Banyak Master Gu, melihat situasi buruk, segera mengaktifkan Gu pertahanan mereka, atau melancarkan serangan untuk mencegatnya.

Tetapi cahaya perak mengabaikan semua upaya pencegatan, menerangi seluruh puncak gunung.

Manusia dan binatang tetap aman, tetapi batu-batu di bawah kaki klan Gu, tidak peduli seberapa besar dan kokohnya, di bawah sinar cahaya perak, seperti salju di bawah terik matahari, berubah menjadi kehampaan di depan mata, seolah-olah tidak pernah ada.

Pasukan klan Gu, kehilangan penyangga di bawah kaki mereka, jatuh berhamburan. Dalam sekejab, terjadi kekacauan, manusia dan kuda jatuh dari ketinggian lima atau enam zhang, terhempas ke bebatuan, menderita korban yang tak terhitung jumlahnya.

Bahkan Master Gu klan Gu yang paling bodoh pun menyadari bahaya sekarang.

Mereka berteriak-teriak.

"Kekuatan seperti itu! Itu adalah 'Gunung Seperti Dulu' milik Tuan Tai Bai Yun Sheng!"

"Ya Tuhan! Mengapa Tetua Tai Bai membantu tiran Hei Lou Lan?"

"Tuan Tai Bai Yun Sheng, dahulu memulihkan mata air esensi klan kami, dan merupakan penyelamat klan kami. Sekarang apakah kami harus bertarung melawannya?"

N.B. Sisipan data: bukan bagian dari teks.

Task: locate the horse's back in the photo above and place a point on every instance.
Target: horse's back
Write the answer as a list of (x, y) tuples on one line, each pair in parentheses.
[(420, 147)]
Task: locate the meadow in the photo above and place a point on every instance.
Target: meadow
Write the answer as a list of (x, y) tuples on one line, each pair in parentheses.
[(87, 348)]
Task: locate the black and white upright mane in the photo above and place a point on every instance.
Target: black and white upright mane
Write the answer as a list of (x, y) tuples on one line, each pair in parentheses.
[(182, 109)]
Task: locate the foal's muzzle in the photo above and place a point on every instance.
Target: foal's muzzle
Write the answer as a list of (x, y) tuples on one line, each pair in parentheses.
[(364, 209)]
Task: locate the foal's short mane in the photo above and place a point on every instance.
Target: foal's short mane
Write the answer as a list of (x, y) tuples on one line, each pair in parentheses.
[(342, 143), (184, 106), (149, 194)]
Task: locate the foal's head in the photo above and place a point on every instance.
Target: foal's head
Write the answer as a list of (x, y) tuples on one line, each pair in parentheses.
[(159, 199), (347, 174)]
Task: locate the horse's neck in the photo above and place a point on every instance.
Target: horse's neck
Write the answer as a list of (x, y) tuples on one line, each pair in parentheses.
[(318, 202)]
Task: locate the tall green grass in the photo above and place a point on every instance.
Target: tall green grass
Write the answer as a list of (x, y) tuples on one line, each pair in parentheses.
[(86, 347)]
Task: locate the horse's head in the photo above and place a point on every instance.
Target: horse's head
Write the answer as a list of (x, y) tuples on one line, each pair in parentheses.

Gunung baru di bawah kaki pasukan klan Gu adalah fondasi kepercayaan diri mereka yang paling dalam. Sekarang gunung itu tidak hanya hancur berkeping-keping, tetapi prestise pribadi Tai Bai Yun Sheng juga merupakan faktor besar yang mengguncang semangat juang mereka.

"Hahaha! Pantas saja dia Tai Bai Yun Sheng, begitu bertindak sudah luar biasa!" Hei Lou Lan duduk di tenda komandonya, menyaksikan pemandangan ini, dan tertawa terbahak-bahak.

Ia pun tidak menyangka bahwa klannya memiliki kartu truf tersembunyi seperti ini.

Namun, para Tetua Tertinggi dari semua suku besar adikuasa, dari waktu ke waktu, akan memilih 'bibit' yang menjanjikan di antara Master Gu fana dari Jalan Iblis maupun Jalan Lurus, dan membina mereka.